Nous étions arrivés au bas d’une côte où il fallut descendre de nos montures. Les derniers jours de novembre ont une beauté qui leur est propre; ce n’est plus l’énervante mollesse de l’automne, et ce n’est pas encore la rudesse de l’hiver. Nous jetâmes la bride sur le cou de nos chevaux, et, les laissant aller, nous nous mîmes à gravir la montée en causant. Comme nous arrivions à mi-côte, nous aperçûmes un paysan endormi sur le revers de la douve. La réserve de son attitude et le bon ordre de son costume ne permettaient point d’attribuer ce sommeil à l’ivresse. Il était assis plutôt qu’étendu, la tête un peu renversée et appuyée sur un de ses bras. Son chapeau, rabattu sur les yeux, le mettait à l’abri du soleil. Il tenait de la main droite, en guise de bâton, une petite pelle de taupier. Mon compagnon reconnut le dormeur et s’arrêta.

—Vous voyez là, me dit-il en baissant la voix, une des variétés les plus curieuses de nos campagnards. Jean-Marie tient le milieu entre le mire (médecin) et le sorcier; il a des secrets et vend des talismans.

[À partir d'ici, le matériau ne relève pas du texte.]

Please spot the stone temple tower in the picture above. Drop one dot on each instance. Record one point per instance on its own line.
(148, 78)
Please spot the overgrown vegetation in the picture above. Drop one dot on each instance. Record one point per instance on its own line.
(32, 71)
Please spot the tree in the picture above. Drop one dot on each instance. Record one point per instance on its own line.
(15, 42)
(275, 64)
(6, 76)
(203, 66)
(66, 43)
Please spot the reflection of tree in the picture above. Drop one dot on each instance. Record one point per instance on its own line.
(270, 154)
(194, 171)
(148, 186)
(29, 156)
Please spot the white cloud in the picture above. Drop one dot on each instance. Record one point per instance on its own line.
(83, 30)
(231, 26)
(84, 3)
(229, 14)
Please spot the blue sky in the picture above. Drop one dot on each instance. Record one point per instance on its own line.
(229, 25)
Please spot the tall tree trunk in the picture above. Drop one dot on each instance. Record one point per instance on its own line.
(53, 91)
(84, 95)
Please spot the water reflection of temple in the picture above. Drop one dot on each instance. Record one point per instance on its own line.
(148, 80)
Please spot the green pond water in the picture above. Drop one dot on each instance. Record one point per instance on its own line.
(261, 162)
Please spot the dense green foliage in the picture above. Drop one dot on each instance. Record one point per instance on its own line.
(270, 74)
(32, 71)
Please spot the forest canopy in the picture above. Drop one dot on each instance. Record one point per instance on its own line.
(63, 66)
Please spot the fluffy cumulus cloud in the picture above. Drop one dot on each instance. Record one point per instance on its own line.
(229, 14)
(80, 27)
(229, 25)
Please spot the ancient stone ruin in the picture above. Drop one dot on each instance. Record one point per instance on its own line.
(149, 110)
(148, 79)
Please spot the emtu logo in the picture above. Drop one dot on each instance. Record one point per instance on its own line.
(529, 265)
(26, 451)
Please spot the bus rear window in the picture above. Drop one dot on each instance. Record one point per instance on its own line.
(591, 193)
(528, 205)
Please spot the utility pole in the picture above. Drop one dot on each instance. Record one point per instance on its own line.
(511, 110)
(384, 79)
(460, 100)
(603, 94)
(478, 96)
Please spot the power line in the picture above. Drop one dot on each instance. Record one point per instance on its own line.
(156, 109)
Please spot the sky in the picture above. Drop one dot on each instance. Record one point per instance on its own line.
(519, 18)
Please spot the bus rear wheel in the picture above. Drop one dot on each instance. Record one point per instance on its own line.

On se sert de lui pour guérir certaines maladies, chasser les animaux nuisibles, découvrir les sources. On dit qu’il apprend aux jeunes filles des formules pour attirer les amoureux, et les crédules assurent même qu’il possède l’herbe magique avec laquelle on se transporte partout en désir de femme, c’est-à-dire plus vite que la pensée. Jean-Marie, certain, que le monde vous estime toujours en proportion du pouvoir qu’il vous suppose, n’a garde de les détromper. Aussi est-il consulté par tous nos fermiers, et achète-il, chaque année, quelque lopin de terre avec leur argent. Il se rend aujourd’hui chez des pratiques, car voici près de lui sa trousse à talismans.